Les célébrations de la Semaine Sainte sont toutes des joyaux. Nous aimons ces liturgies raffinées. Elles rassemblent les chrétiens dans une profonde communion. Au fil des siècles, elles ont été polies et enrichies de symboles, de chants et de gestes. Elles peuvent nous faire oublier que la première Semaine Sainte, celle de Jésus et de ses disciples, était différente.
C'était en bonne partie une expérience de peur, de solitude, de stress, de violence, de trahison, de désillusion, d'incrédulité et de perdition. Tant pour Jésus que pour ses disciples. Il est peu probable qu’ils ont consciemment vécu ces moments comme un temps de grâce. Penser que ces terribles événements seraient plus tard commémorés et célébrés aurait semblé indécent.
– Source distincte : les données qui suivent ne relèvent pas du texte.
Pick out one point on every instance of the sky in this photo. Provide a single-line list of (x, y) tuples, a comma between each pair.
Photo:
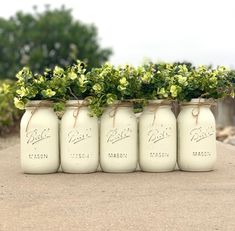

Cela vaut également pour Pâques et les jours suivants. Dans beaucoup de nos églises, cette année, aucun alléluia ne résonnera. Ce n'était pas non plus le cas le jour de la résurrection du Seigneur. Les récits d'apparition des évangiles rappellent sans équivoque la douleur et le désespoir d'une communauté qui s'était effondrée. Pensez, par exemple, aux disciples d'Emmaüs. À chaque fois, c'est Jésus ressuscité lui-même qui prend l'initiative d'aller voir ses amis abattus. C'est l'homme-Dieu Jésus, avec les blessures de son martyre encore visibles dans son corps, qui vient à la rencontre ses disciples pour les consoler et les fortifier dans leur foi chancelante.
Se pourrait-il que ce soit là une grâce particulière qui nous est maintenant offerte à nous aussi?
La grâce de vivre davantage la Semaine Sainte comme Jésus et ses disciples l'ont vécue eux-mêmes?
Ainsi, notre propre isolement, notre peur et notre insécurité peuvent devenir une porte d’entrée pour avoir davantage accès au cœur de l'expérience de Jésus: le seul sur lequel je puisse vraiment fonder mon existence est Dieu le Père. C'est Lui qui donne la vie, au-delà des limites de la mort. Pour le meilleur et pour le pire.
Est-ce que je crois en cela? Dans quelle mesure est-ce que, à mon tour, j’ose m’abandonner à Lui? Qu'est-ce qui m'aide pour ce faire? Qu'est-ce qui m'éloigne de Lui? Où puis-je repérer les traces de son amour ces jours-ci? Comment ces jours-ci m'aident-ils à séparer le bon grain de l'ivraie dans ma vie?
S'il nous est donné de vraiment accueillir cette grâce, cette année notre alléluia viendra du plus profond de nous-mêmes.